Aggregates draw a boundary around one or more Entities.  An Aggregate enforces invariants for all its Entities for any operation it supports.  Each Aggregate has a Root Entity, which is the only member of the Aggregate that any object outside the Aggregate is allowed to hold a reference to.  From Evans, the rules we need to enforce include:

  • The root Entity has global identity and is ultimately responsible for checking invariants
  • Root Entities have global identity.  Entities inside the boundary have local identity, unique only within the Aggregate.
  • Nothing outside the Aggregate boundary can hold a reference to anything inside, except to the root Entity.  The root Entity can hand references to the internal Entities to other objects, but they can only use them transiently (within a single method or block).
  • Only Aggregate Roots can be obtained directly with database queries.  Everything else must be done through traversal.
  • Objects within the Aggregate can hold references to other Aggregate roots.
  • A delete operation must remove everything within the Aggregate boundary all at once
  • When a change to any object within the Aggregate boundary is committed, all invariants of the whole Aggregate must be satisfied.

That’s a lot of rules!  All of them just come from the idea of creating a boundary around our Aggregates.  The boundary simplifies our model, as it forces us to consider each relationship very carefully, and within a well-defined set of rules.  Maintaining bi-directional associations is difficult enough without persistence thrown into the mix, so by modeling our relationships around real-world use cases, we can greatly simplify our model.

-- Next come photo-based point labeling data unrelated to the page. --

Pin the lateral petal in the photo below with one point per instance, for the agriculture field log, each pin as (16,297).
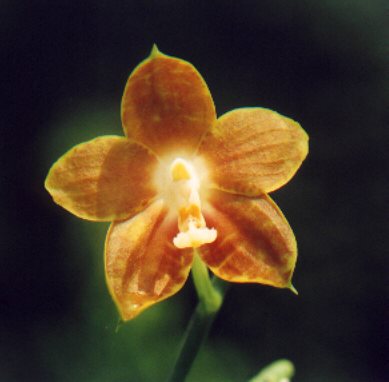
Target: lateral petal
(142,265)
(166,105)
(254,243)
(253,150)
(105,179)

Not all relationships need to be represented through associations.  In the Employee/Manager relationship, I can have a Manager directly off the Employee, but to get a Manager’s DirectReports, I’ll ask the EmployeeRepository.  Since Employee is an Aggregate Root, it’s fine to have an Employee reference its Manager.

Modeling and simplification

One of my favorite quotes from Evans’ book is:

Translation blunts communication and makes knowledge crunching anemic.

To avoid translation, we’ll represent real-world concepts in our conceptual model, and our conceptual model expressed as code through Entities and Value Objects (and Services).  To simplify our model, we’ll use Aggregates and Roots, enforcing invariants at each operation.  In all cases, I should be able to represent our conceptual model in our code, and it should make sense to our domain expert, as they’ll see the Ubiquitous Language represented.

When the conceptual model we create with the domain expert is realized effectively in code, we’ll find that not only to technical refactorings become easier, but enhancements to our model as well.  Entities and Value Objects are but a slice in the DDD world, but a core concept which many other ideas are built upon.